I loved his chest hair. I loved his height. I loved the power behind his body. And, if I was honest, I loved the beauty of his cock, perfectly formed, both thick and long, and it helped a whole lot that he knew what to do with it.

I also found that I loved his tats, something on other men I wouldn’t like. The Chaos emblem on his back. Another one all the men had that Hop had had inked into the inside of his right bicep, a set of scales, unbalanced, reapers, scythes, and the words, “Never Forget” at the bottom. There were also black, yellow, and red flames dancing from wrist to elbow on both of his forearms.

Badass.

Hot.

Fantastic.

And last, Hop was the only man I’d ever had who wore jewelry. He wore a lot of it and, as with everything else, he looked good in it. Bulky silver rings on his fingers, sometimes two or three, sometimes five or six. Leather bands or silver bracelets at his wrists. A tangle of chains with medallions at his neck. Stud earrings in both ears, the same every day: a small silver cross in one, a tiny silver profile of a skull, the back of its head a set of flames, all this set in black in the other.

No man looked good in jewelry.

No man except a biker in a motorcycle club that had great chest hair, zero body fat, and flame tattoos up his arms could carry off that jewelry.

The man in my bed.

I watched as he came toward that bed then stopped, bent and tagged his jeans.

At that, my belly hollowed out.

He never left. Not until dawn.

Now it appeared he was preparing to leave.

I didn’t lift my cheek from the pillow I was cradling when I asked, “What are you doing?”

His gaze came to me even as he tugged up his jeans. “Chaos business, babe.”

I tipped just my eyes to the clock on my nightstand.

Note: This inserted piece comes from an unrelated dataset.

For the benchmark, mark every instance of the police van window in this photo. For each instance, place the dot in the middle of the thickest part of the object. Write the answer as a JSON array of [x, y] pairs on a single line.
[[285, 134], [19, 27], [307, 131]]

Eleven thirty-six.

It was late and I could use some sleep.

I still didn’t want him to leave.

Damn.

Do… not… process, Lanie!

I didn’t process and therefore said nothing.

Hop dressed, yanking his black tee over his head, pulling it down, and I watched with some fascination as it sculpted itself to his torso as if by magic.

Nice.

Unbelievably nice.

He nabbed his boots and socks and sat on the side of my bed.

I didn’t move.

He tugged them on then turned to me and bent in, his hand shifting the hair off my neck, his face coming close.

I wanted to ask if he was coming back the next night. Maybe the next morning. Whenever. I didn’t care. I just wanted him to know whenever he showed, I’d be there.

I didn’t say this. I couldn’t say this. I wouldn’t allow myself to say this. It would expose too much. It would give too much. I didn’t have it in me. I had nothing left to give. Whatever I’d once had leaked out of my body in the form of blood on a floor in Kansas City while my eyes stared into the dead ones of my fiancé across the room.

So I just tilted my eyeballs up to look at him.

His hand moved to my cheek, the pad of his thumb gliding whisper-soft on the skin just under my eye as his eyes studied mine, not like he was looking in them but at them with an expression on his face that said, quite clearly, he liked what he saw.